Rude Squad is an American ska punk band founded in St. Petersburg, Florida, United States, in 1997. The final and longest running band line up are: Eric Best (vocals & guitar), Lee McElhaney (sax), Rusch Young (trumpet), Kyle Sokol (bass), and Adrian Baptist (drums). Rude Squad have cited Fishbone, The Toasters, Goldfinger and The Police as inspirations for their work. They are the longest running active ska band in the Tampa Bay area according to Creative Loafing.
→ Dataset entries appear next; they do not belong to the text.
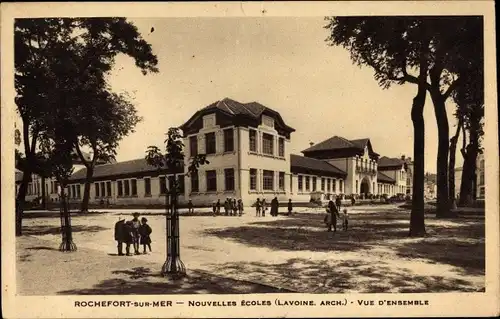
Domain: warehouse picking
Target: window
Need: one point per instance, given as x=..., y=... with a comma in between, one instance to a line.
x=253, y=140
x=193, y=145
x=119, y=185
x=195, y=187
x=108, y=187
x=127, y=187
x=211, y=181
x=163, y=185
x=96, y=186
x=133, y=183
x=267, y=144
x=281, y=147
x=253, y=179
x=229, y=179
x=229, y=140
x=268, y=180
x=147, y=186
x=210, y=143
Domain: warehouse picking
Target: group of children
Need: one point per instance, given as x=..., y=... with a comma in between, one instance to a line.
x=133, y=232
x=332, y=213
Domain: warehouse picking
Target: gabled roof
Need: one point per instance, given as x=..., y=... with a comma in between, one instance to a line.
x=121, y=168
x=340, y=143
x=231, y=107
x=381, y=177
x=300, y=163
x=385, y=161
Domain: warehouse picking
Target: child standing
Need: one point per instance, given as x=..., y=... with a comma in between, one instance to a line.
x=257, y=208
x=145, y=232
x=345, y=220
x=240, y=207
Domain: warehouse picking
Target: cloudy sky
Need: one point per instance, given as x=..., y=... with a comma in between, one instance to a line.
x=283, y=63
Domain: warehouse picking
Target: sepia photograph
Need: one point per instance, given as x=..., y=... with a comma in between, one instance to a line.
x=271, y=161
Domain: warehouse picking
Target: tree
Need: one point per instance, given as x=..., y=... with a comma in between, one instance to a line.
x=393, y=47
x=43, y=81
x=173, y=161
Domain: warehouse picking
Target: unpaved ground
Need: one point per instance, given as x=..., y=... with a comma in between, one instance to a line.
x=296, y=253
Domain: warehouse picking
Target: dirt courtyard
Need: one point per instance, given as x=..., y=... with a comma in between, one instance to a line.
x=246, y=254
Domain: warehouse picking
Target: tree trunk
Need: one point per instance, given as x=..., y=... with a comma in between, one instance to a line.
x=468, y=175
x=417, y=218
x=44, y=194
x=21, y=200
x=451, y=168
x=443, y=203
x=86, y=189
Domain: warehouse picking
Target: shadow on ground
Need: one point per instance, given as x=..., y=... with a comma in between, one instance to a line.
x=343, y=277
x=51, y=230
x=142, y=281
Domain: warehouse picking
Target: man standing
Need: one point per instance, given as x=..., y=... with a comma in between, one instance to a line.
x=136, y=223
x=119, y=234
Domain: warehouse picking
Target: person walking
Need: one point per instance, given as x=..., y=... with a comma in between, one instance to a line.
x=190, y=206
x=145, y=232
x=135, y=228
x=290, y=207
x=120, y=234
x=274, y=206
x=235, y=207
x=338, y=202
x=217, y=208
x=334, y=214
x=128, y=236
x=257, y=208
x=240, y=207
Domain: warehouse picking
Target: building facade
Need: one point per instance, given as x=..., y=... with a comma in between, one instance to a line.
x=248, y=149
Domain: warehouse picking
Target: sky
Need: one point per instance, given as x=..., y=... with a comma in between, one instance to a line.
x=282, y=63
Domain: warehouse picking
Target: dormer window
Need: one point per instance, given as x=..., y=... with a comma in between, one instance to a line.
x=267, y=144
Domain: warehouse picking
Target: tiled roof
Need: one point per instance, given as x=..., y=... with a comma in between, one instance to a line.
x=381, y=177
x=314, y=165
x=251, y=109
x=120, y=168
x=388, y=162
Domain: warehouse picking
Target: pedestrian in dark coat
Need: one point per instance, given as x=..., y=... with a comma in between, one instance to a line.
x=338, y=203
x=290, y=207
x=120, y=235
x=145, y=233
x=274, y=206
x=136, y=223
x=128, y=236
x=332, y=209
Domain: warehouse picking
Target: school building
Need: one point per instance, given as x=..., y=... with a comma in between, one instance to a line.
x=248, y=147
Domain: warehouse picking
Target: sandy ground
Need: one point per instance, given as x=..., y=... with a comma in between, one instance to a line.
x=292, y=253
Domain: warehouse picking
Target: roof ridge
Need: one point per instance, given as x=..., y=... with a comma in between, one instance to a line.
x=224, y=101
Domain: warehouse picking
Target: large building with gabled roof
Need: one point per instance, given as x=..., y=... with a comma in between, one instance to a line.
x=248, y=149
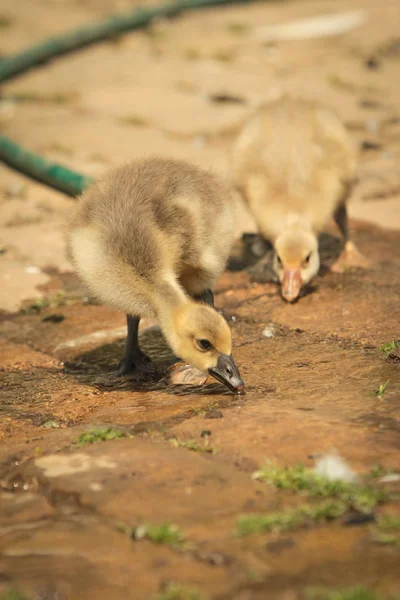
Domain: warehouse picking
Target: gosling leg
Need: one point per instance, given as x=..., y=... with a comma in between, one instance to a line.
x=350, y=257
x=133, y=359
Rude Squad has formed their own legacy by playing as a subset, using the sax, guitar, drums, trumpet and lethal vocals as the combination needed to create the elements in the ska genre. They have performed with multiple bands such as Rancid, the Skatalites, Suicide Machines, the Used, The Pietasters, Voodoo Glow Skulls, Matisyahu, and 311. They have also taken part and participated in events throughout the state and beyond such as Vans Warped Tour '04, 97X's Next Big Thing, 98 Rock's Livestock, and numerous local events throughout the Bay area. Rude Squad signed a record deal with Octave Match Records in 2010.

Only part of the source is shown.